All of my music is already in mp3. I accept no substitutes.
What about the Apple Credit program?
I was one of the first buyers of the original PowerMac G3s. 400Mhz if I remember correctly (Maybe not - I’m drunk). For about 6 months I had the best PC on the planet. I remember plaing Unreal (that game rocked!) and getting 32fps!!! w00t!
Anyway, I payed for it (dearly) using the Apple Credit plan back in the day.
The total system cost was $3200. I paid close to 4K paying it off. Of course, interest would be much less if I pay it off in a couple of months.
Their popularity is, as far as I can tell, not entirely based on their intrinsic merit as a portable media player, or their raw value for money; there are alternatives that offer greater function, storage capacity and performance - for less money.
But they are not iPods, and for some reason, that matters more than I personally think it should - the question is, do you think it matters?
Also, the screen will crack. Sooner or later, and most likely for no reason, it will crack. And when it does, you’ll essentially be left with one big iPod Shuffle. Apple won’t do any repairs on cracked screens, and DIY repair kits cost over a hundred dollars. Look up “Ipod cracked screen” and see if you really think putting something on credit (which may be a paperweight by the time you pay it off) is such a good idea.

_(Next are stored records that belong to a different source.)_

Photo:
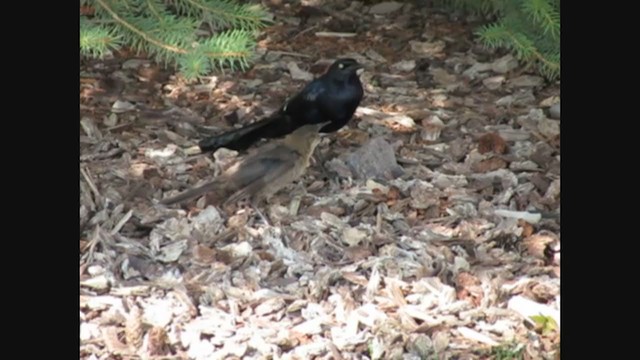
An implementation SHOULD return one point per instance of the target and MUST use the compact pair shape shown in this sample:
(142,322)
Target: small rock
(271,56)
(477,68)
(549,128)
(550,101)
(432,128)
(297,73)
(526,81)
(524,97)
(340,167)
(442,77)
(504,64)
(122,106)
(526,165)
(374,159)
(388,80)
(404,66)
(401,121)
(494,82)
(111,120)
(375,56)
(423,195)
(353,236)
(554,111)
(492,142)
(386,7)
(505,100)
(427,48)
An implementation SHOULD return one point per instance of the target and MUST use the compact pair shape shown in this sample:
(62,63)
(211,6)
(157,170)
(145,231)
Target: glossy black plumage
(332,97)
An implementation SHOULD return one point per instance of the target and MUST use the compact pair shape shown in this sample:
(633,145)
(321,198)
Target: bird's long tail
(239,139)
(215,185)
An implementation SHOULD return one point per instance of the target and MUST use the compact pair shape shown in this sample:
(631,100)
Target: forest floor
(454,254)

If I were doing it now, I’d buy a shuffle or a CD/MP3 player (or maybe both). The shuffle is actually a good value and does fine for commutes and outings- where you ipod is likely to get stolen or broken. And you can fit all your music on a few disks if you get a CD/MP3 player- great for the car and plane rides and stuff. Plus, they run on AA batteries and are far less likely to get stolen or destroyed (and it’s far less likely to ruin your day if they do)
At the very least, I’d wait until I’d saved up the money to see if I still wanted the thing.

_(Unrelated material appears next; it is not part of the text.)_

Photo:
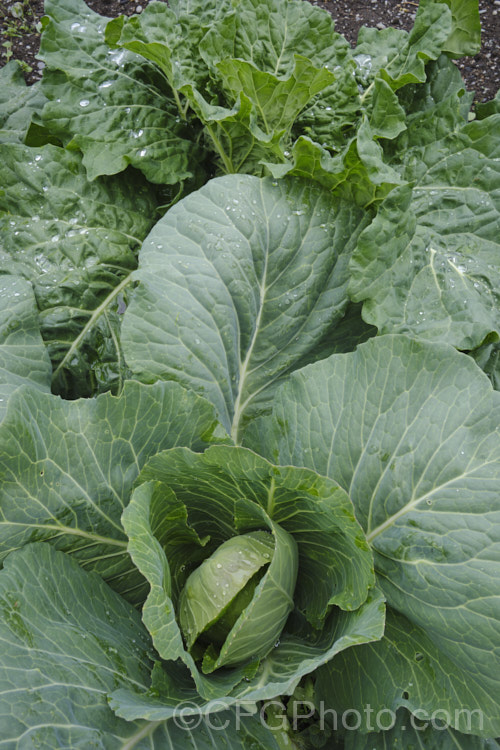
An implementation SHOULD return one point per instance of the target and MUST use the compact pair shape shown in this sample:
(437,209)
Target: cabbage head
(258,574)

If you want to pit me, go ahead. I’m not going to drag this old thing in to someone else’s thread.
At least wait a week, I hear that Apple will be making an announcement on Oct. 12th. If they’re announcing an upgraded iPod, it may affect the pricing for the current models.
And… don’t buy it entirely on credit, save up at least some of the money for the thing. At $10/mo you could be paying for it long after the thing is broken/outdated. This isn’t exactly a washing machine or car, it’s a small, portable, electronic device, easily swiped or broken, and new models come out every 6 months.